Le regard de l’Assomption nous invite à ne pas considérer la terre simplement comme un lieu d’exil, mais comme un « lieu de gloire pour Dieu » (Marie Eugénie de Jésus 1841). En ce temps de Carême, nous sommes appelés à travailler à l’avènement du Royaume de Dieu, en nous-mêmes et chez les autres (Marie Eugénie de Jésus 1841).

L’essence du christianisme est le sacrifice du Christ, qui a quitté son bonheur pour embrasser le travail et la croix (Marie Eugénie de Jésus 1841). Ainsi, notre foi ne doit pas rechercher uniquement la béatitude personnelle, mais nous engager activement dans la diffusion de l’Évangile, en utilisant les mêmes moyens que le Christ a choisis : les moyens humbles de la foi et de l’abandon entre les mains de Dieu (Marie Eugénie de Jésus 1841).

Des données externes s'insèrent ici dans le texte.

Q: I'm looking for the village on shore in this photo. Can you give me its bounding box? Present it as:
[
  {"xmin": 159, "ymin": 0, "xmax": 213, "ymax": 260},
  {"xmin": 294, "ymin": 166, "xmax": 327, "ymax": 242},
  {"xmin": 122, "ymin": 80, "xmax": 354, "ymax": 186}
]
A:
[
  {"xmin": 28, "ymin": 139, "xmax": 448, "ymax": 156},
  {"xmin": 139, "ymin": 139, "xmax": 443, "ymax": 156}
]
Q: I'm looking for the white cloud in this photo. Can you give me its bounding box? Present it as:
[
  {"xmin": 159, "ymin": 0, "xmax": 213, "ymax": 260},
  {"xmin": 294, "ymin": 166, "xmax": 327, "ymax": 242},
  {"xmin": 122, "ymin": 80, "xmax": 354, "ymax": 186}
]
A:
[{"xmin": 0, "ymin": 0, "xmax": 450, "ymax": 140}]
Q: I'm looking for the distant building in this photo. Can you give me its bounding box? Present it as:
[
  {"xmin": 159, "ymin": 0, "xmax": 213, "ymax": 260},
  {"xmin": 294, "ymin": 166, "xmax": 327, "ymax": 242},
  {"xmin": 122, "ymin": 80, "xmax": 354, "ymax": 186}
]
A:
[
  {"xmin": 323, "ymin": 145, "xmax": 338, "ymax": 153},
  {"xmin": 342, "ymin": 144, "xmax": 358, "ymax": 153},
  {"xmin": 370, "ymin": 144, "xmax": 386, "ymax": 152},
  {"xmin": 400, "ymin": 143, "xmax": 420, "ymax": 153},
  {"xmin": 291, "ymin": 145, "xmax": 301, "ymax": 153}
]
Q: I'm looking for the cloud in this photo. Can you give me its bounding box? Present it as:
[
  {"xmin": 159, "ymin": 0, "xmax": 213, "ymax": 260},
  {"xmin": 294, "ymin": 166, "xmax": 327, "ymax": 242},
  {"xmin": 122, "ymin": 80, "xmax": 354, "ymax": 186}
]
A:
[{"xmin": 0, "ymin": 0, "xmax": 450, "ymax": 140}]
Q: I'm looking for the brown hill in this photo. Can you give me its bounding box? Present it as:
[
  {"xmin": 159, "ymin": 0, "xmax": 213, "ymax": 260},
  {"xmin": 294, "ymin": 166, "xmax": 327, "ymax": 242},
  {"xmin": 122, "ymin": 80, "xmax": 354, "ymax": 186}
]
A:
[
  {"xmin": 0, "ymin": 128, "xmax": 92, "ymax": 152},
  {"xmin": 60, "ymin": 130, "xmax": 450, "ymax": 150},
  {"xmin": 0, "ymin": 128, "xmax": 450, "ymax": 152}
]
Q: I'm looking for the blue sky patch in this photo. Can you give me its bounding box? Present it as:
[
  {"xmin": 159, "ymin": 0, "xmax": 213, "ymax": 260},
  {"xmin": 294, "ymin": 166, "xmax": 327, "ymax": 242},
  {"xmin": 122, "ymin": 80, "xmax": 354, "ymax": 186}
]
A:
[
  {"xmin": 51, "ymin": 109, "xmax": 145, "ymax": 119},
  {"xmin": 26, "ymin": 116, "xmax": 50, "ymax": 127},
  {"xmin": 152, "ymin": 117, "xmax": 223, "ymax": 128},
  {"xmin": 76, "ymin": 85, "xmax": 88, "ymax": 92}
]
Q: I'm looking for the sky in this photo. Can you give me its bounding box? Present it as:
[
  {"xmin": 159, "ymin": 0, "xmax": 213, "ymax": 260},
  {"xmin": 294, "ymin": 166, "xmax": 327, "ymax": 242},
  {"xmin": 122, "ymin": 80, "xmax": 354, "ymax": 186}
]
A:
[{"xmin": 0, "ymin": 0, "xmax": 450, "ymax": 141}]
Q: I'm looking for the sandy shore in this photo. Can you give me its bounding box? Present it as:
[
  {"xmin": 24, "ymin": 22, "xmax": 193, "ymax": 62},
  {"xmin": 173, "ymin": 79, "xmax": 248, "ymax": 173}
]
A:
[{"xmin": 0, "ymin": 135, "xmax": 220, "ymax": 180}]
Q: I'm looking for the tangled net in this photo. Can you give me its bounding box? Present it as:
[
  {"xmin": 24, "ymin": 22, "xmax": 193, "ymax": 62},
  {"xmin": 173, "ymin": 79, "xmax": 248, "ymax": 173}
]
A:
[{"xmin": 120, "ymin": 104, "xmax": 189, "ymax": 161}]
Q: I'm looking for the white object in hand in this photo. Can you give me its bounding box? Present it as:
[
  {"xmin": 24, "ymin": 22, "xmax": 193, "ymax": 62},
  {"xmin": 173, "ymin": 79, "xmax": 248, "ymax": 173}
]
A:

Du cœur transformé à l’engagement

L’accompagnement intérieur de Jésus doit conduire à une transformation qui nous pousse à l’action chrétienne. Sainte Marie Eugénie insistait sur le fait que chacun de nous possède une mission sur la terre (Marie Eugénie de Jésus 1841). En nous configurant au Christ dans son don total, nous comprenons que le but de l’éducation chrétienne et de la vie spirituelle est de former des âmes capables de trouver Jésus dans toute connaissance et d’agir comme ses représentants dans le monde (Marie Eugénie de Jésus 1842).

Que ce Carême soit un temps pour fixer notre regard sur Jésus-Christ et, avec un cœur renouvelé et détaché, travailler avec joie à l’extension de son Royaume. En suivant ses pas, nous découvrons que le sacrifice est le prélude nécessaire à la joie de la Résurrection.